Biochemical Properties and Functional Applications of Proteinase K
Proteinase K (EC 3.4.21.64) is a highly active, broad-spectrum serine protease originally isolated from the fungus Engyodontium album (formerly Tritirachium album). It belongs to the subtilisin-like family of enzymes (subtilisins) and is named "K" because of its unique ability to digest keratin, a fibrous structural protein that is resistant to many other proteases.
Molecular Structure and Catalytic Mechanism
Proteinase K is a single-peptide chain protein with a molecular weight of approximately 28.9 kDa. Its catalytic activity is governed by a classic "catalytic triad" consisting of three specific amino acids: Aspartic Acid (Asp-39), Histidine (His-69), and Serine (Ser-224).

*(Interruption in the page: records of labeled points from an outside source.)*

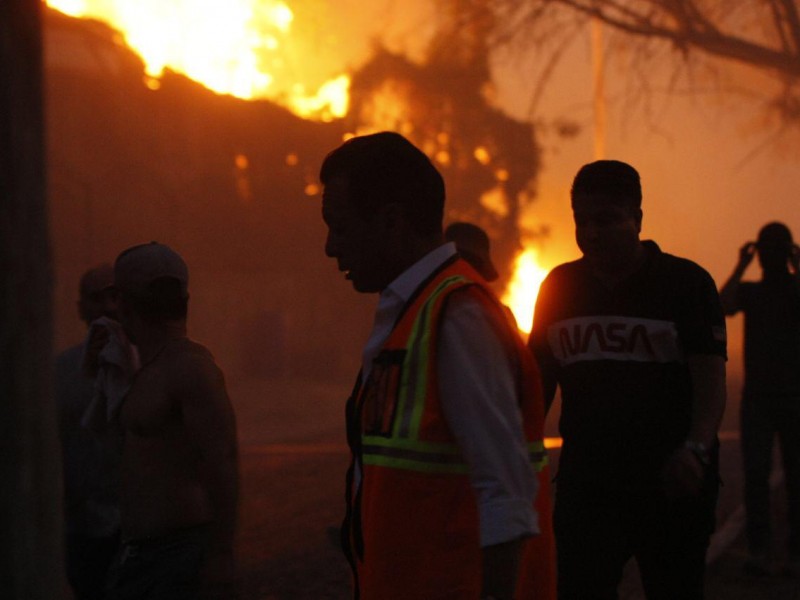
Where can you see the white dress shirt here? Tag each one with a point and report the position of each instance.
(477, 387)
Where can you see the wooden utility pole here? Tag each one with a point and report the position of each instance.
(31, 564)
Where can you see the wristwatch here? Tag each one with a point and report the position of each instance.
(700, 452)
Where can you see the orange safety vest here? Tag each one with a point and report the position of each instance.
(411, 529)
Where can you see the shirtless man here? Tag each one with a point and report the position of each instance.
(179, 465)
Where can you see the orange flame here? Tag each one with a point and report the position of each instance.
(236, 47)
(523, 288)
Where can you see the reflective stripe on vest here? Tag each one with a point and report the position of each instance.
(403, 449)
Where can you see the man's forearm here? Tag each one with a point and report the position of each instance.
(500, 568)
(708, 383)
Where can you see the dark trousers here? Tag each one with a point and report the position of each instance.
(599, 529)
(168, 567)
(88, 561)
(762, 418)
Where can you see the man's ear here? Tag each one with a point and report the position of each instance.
(637, 215)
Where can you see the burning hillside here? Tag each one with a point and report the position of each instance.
(231, 182)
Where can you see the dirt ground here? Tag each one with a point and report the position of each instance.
(293, 460)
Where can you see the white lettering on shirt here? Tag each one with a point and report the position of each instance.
(614, 338)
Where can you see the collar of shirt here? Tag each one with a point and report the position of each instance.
(394, 297)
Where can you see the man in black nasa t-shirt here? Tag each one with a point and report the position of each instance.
(635, 338)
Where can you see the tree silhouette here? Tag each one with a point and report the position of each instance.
(716, 35)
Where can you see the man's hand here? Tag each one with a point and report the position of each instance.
(683, 474)
(746, 254)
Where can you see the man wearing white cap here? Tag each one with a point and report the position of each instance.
(179, 466)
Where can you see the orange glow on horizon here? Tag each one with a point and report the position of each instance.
(523, 288)
(236, 47)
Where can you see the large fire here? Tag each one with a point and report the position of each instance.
(237, 47)
(523, 288)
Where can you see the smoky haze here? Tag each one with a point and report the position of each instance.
(127, 166)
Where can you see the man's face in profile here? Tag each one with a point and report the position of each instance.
(607, 232)
(357, 243)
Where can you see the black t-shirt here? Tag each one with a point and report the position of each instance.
(619, 356)
(771, 336)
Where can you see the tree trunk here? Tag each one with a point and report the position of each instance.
(31, 563)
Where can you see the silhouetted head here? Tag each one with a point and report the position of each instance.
(774, 246)
(383, 201)
(152, 280)
(606, 206)
(473, 245)
(96, 298)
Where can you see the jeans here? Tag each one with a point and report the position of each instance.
(599, 528)
(168, 567)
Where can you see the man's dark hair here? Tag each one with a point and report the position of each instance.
(615, 180)
(162, 300)
(777, 236)
(385, 168)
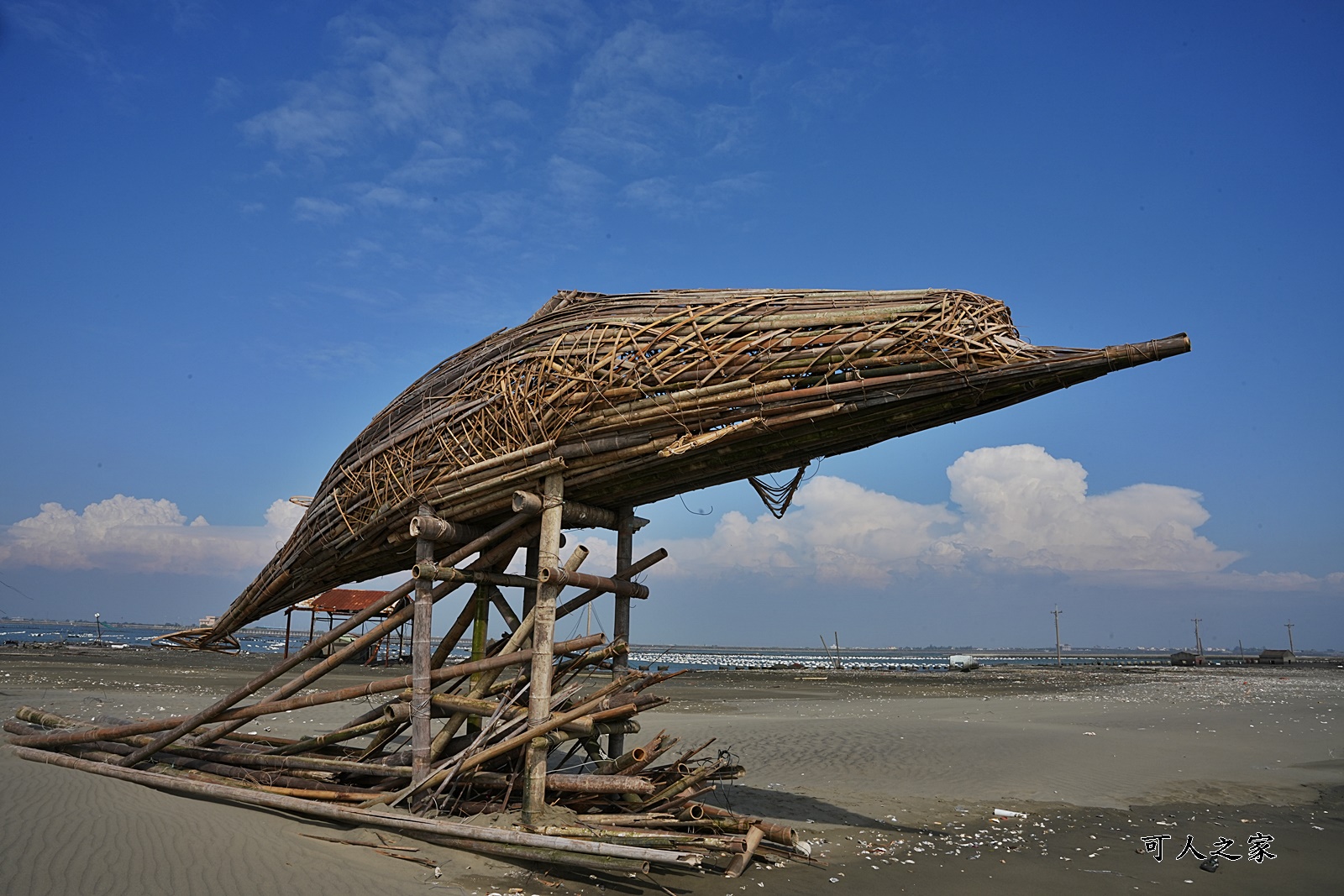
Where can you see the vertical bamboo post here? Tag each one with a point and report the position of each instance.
(622, 621)
(421, 652)
(530, 571)
(479, 631)
(543, 634)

The enzyme functions by cleaving peptide bonds, specifically at the carboxylic sides of aliphatic, aromatic, or hydrophobic amino acids. Unlike many other enzymes that require specific conditions to maintain stability, Proteinase K is remarkably robust due to the presence of two disulfide bridges and two bound calcium ions, which protect the structural integrity of the protein even under harsh conditions.
Key Characteristics: Stability and Versatility
The primary reason Proteinase K is a staple in molecular biology laboratories is its extreme stability across a wide range of environments:
pH Range: It remains active across a broad pH spectrum, typically from pH 4.0 to 12.0, with an optimum near pH 8.0.

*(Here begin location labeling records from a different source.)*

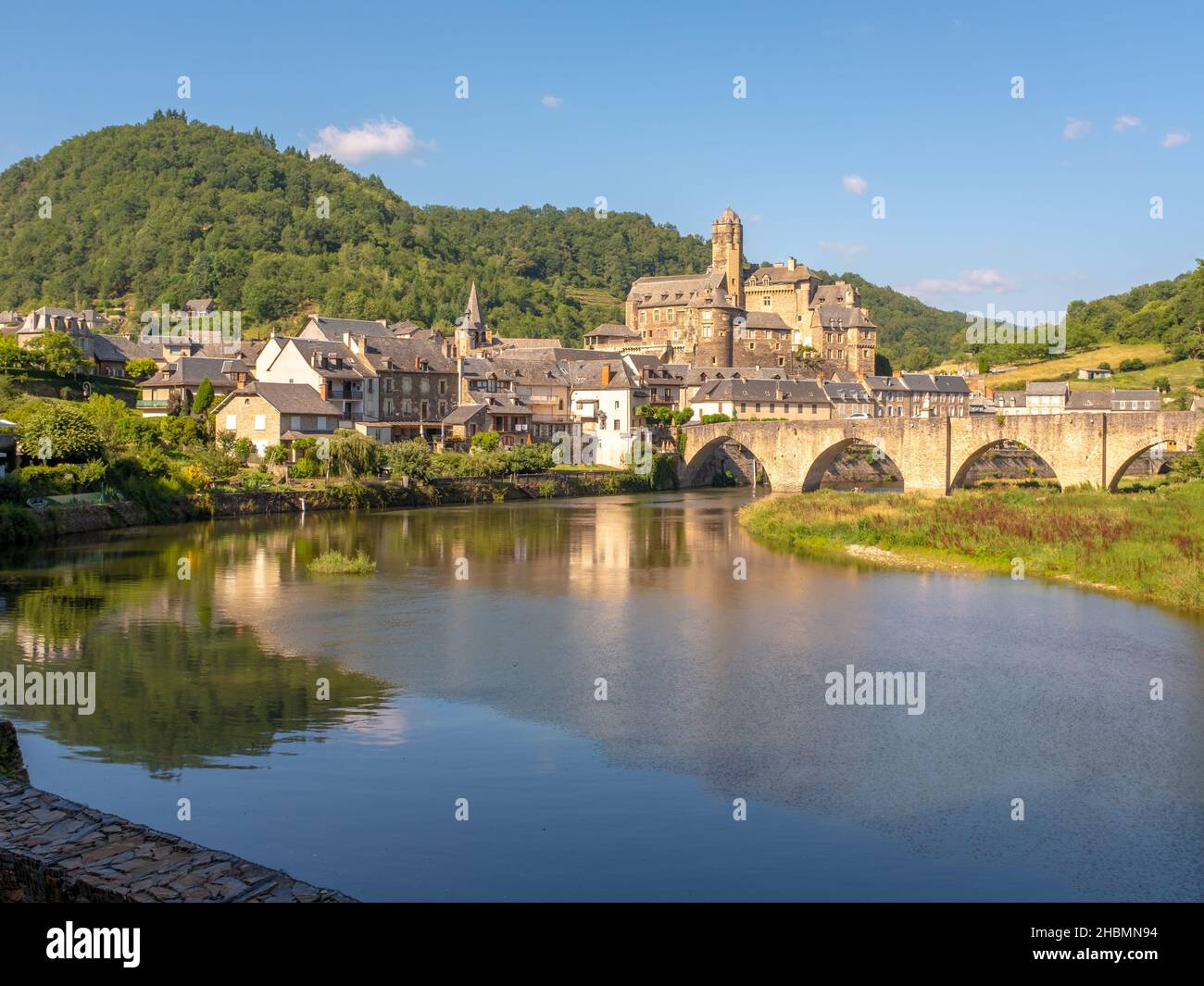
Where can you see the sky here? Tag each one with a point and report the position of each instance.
(983, 197)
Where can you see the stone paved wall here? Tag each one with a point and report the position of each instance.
(56, 850)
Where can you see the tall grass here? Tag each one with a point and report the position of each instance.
(1148, 545)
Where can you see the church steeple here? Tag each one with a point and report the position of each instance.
(472, 323)
(727, 253)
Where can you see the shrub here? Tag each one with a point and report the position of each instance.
(304, 468)
(412, 457)
(353, 454)
(141, 368)
(337, 564)
(63, 431)
(486, 441)
(204, 396)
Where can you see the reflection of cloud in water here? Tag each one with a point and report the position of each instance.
(382, 728)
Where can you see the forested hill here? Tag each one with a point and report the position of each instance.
(171, 209)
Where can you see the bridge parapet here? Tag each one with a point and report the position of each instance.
(934, 454)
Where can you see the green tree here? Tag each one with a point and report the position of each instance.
(63, 432)
(140, 368)
(204, 397)
(56, 353)
(412, 457)
(486, 441)
(353, 454)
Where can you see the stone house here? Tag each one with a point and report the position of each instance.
(735, 397)
(276, 414)
(171, 390)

Temperature Stability: While it functions well at room temperature, its activity increases significantly at higher temperatures. It is commonly used at 55°C to 65°C, temperatures that would denature most other enzymes.

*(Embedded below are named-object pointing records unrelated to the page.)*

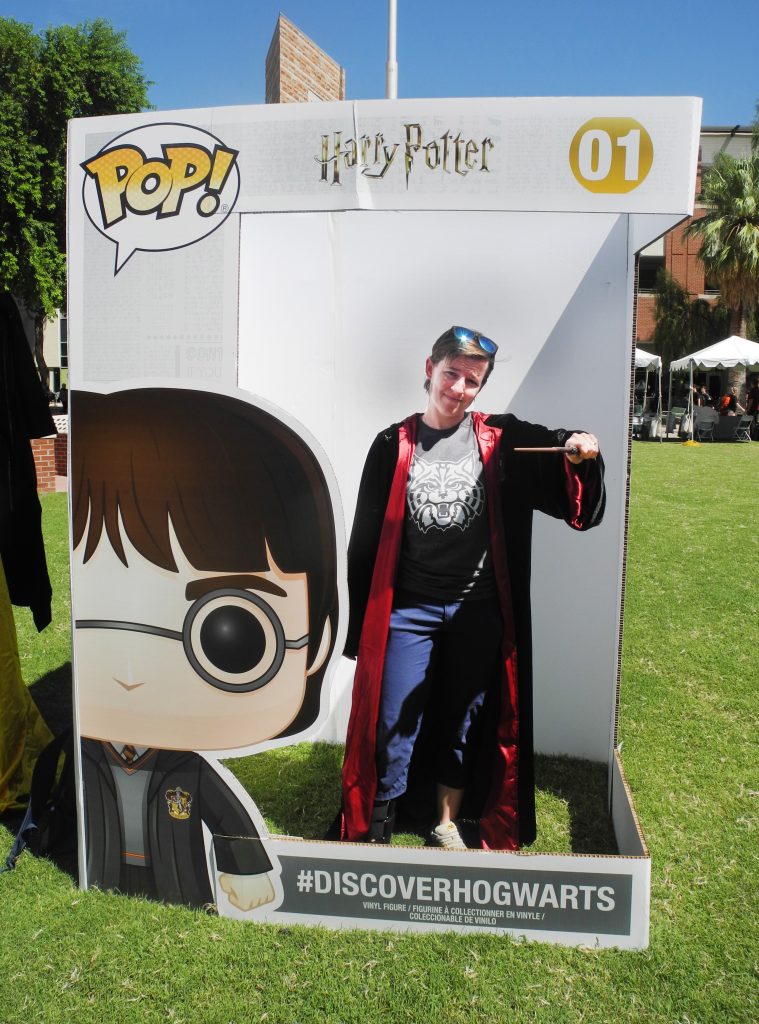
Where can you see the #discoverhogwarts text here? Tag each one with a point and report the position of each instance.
(373, 156)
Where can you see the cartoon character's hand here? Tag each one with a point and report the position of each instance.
(246, 892)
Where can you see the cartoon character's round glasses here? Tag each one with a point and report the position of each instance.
(463, 334)
(233, 639)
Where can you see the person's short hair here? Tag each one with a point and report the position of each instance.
(448, 346)
(232, 479)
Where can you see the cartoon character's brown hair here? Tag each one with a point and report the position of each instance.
(230, 477)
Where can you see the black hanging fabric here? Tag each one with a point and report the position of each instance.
(25, 414)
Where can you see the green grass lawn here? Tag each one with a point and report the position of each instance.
(688, 727)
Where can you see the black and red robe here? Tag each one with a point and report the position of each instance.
(515, 485)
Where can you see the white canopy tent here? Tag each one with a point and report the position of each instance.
(732, 351)
(649, 360)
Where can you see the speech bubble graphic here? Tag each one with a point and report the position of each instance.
(160, 186)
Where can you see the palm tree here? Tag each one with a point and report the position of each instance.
(729, 233)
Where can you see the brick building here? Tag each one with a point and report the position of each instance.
(297, 71)
(676, 254)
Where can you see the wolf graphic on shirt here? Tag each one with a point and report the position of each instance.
(441, 495)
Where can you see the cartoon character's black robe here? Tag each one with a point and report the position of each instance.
(182, 793)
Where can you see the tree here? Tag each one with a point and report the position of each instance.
(46, 79)
(729, 233)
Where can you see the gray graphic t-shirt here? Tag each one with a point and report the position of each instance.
(446, 549)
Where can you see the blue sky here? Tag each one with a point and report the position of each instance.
(206, 54)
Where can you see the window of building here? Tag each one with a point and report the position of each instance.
(64, 336)
(648, 267)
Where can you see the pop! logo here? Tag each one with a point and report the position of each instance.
(158, 187)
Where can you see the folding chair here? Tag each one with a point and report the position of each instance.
(743, 430)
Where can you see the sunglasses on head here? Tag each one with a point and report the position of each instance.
(464, 335)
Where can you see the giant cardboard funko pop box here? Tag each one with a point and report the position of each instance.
(252, 295)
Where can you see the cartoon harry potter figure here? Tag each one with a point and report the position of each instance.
(205, 600)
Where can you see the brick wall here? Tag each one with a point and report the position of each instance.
(298, 71)
(61, 453)
(43, 450)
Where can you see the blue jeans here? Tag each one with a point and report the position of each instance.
(440, 656)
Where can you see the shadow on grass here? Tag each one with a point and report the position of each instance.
(53, 696)
(297, 790)
(572, 799)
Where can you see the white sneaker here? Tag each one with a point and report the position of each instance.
(448, 837)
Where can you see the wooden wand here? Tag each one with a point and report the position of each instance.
(566, 451)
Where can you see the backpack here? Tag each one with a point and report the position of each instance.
(49, 826)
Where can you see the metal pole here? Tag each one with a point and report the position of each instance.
(391, 68)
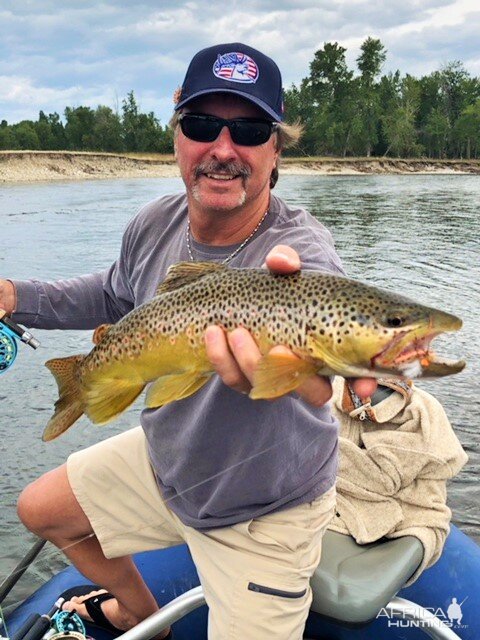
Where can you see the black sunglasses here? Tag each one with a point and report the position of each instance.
(248, 132)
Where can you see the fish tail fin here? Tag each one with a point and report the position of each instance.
(107, 398)
(69, 406)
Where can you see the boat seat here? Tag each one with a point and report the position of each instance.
(353, 582)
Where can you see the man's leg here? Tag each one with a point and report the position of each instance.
(256, 575)
(50, 508)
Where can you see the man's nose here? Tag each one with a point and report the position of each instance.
(223, 147)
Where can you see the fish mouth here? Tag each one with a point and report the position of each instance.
(412, 356)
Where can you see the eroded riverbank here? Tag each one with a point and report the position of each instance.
(38, 166)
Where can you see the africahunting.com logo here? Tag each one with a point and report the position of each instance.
(412, 615)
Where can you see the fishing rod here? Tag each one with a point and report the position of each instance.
(10, 333)
(7, 585)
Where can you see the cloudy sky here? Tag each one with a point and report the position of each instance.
(82, 52)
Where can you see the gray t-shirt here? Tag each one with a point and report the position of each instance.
(219, 457)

Resistance to Detergents: Remarkably, Proteinase K is stimulated by denaturing agents such as Sodium Dodecyl Sulfate (SDS) and urea. These agents unfold proteins, making the peptide bonds more accessible to the enzyme for faster digestion.
Chelating Agents: It remains active in the presence of EDTA, which is frequently used in DNA extraction buffers to inhibit DNases (enzymes that degrade DNA) by sequestering metal ions.